Two Exhibitions in One Day: Ruff & Wenders

I recently took a trip down to London, primarily to the Thomas Ruff exhibition at the Whitechapel Gallery but I also swung by the Photographers Gallery where I saw an exhibition by Wim Wenders.

My developing interest in the work of the Dusseldorf School led me to want to see the work of Thomas Ruff. A former student of Bernd Becher he was one of the founders of the school. The exhibition is a retrospective covering works from 1979 to the present. Overall Ruff didn’t disappoint; I was itching to see some work from Dusseldorf and this exhibition gave me a satisfying scratch. However, I’m not sure if the retrospective is the best way to experience an artist’s work. Yes, we can see a broad range spread over the years and note how their approach has evolved and transformed. But it does feel akin to a high-class buffet, where despite the range of quality delicacies before us we ignore the cucumber sandwiches and headed straight to the prawn vol au vents and black olives. But then, may be that’s what a retrospective is all about.

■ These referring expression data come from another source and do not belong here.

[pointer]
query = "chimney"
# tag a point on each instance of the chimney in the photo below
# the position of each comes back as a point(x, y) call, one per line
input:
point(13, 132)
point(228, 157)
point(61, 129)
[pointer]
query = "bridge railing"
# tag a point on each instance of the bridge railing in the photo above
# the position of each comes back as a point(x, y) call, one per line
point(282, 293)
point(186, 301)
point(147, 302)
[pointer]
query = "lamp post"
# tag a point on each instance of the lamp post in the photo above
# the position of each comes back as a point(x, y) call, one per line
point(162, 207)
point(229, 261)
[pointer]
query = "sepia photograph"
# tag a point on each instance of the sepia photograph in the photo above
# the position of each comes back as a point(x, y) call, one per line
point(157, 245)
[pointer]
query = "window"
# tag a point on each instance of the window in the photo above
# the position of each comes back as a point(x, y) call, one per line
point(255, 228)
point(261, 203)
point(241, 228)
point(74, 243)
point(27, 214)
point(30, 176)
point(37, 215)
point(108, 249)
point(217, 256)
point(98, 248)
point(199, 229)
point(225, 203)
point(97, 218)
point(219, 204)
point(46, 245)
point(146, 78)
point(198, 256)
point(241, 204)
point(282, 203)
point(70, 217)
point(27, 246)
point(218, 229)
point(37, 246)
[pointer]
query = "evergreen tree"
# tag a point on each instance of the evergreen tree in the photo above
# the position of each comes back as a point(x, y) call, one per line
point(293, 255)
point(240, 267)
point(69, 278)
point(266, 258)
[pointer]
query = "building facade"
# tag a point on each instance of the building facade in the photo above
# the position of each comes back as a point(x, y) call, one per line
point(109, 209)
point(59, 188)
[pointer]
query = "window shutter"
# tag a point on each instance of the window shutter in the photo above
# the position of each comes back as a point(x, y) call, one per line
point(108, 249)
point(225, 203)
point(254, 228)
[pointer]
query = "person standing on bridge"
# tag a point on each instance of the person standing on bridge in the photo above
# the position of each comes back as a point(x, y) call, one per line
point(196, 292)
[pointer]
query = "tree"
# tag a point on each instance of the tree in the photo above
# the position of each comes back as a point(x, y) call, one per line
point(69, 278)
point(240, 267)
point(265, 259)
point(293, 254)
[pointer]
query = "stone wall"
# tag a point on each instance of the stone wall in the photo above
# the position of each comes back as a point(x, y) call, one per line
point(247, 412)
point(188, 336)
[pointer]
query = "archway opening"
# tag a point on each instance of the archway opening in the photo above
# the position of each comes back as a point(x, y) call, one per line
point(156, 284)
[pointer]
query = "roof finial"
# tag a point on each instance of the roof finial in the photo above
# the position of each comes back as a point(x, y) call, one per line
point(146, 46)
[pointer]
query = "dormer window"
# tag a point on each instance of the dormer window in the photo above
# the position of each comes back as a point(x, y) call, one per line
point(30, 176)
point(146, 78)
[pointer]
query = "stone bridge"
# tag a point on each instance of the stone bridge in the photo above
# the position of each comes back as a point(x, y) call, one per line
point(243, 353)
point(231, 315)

The exhibition opens with a series of photographs of domestic interiors. These are said to be the homes of friends and acquaintances. There is a simple clean and uncluttered aesthetic to these German homes of the late 70’s and early 80’s. The images are certainly still lives, representing the stylistic tastes of those who lived in them. The text accompanying the series argues that through the absence of people and domestic mess in the photographs, we can sense “an atmosphere of melancholy, restraint and even repression”. This is quite possible but I couldn’t help but wonder if the night before Thomas came round with his camera, the occupants of these nice middle class homes set too with a duster and hoover. But perhaps that would be the behaviour of the repressed.

Many of the images on display are huge in size, the portraits being a case in point measuring nearly 1.5 x 2 metres. Their size makes them impressive, where every dimple, freckle or minor skin blemish is presented. They left me wondering if Ruff has a playful side to his personality. Portraiture in western art has tended to concentrate on drawing out the character of the person, where lighting, posing and props were all consciously chosen to give the viewer a psychological insight into the subject. Ruff’s deadpan passport style photographs turn this historical approach on its head. Ultimately it may be futile to attempt to dra a psychological insight from a ‘cleverly’ constructed portrait but are these so different from work of Ruff? In the production of his images he is still making choices about lighting (two umbrella studio flashes, judging by the catch lights in the subject’s eyes), background and the position of his subject.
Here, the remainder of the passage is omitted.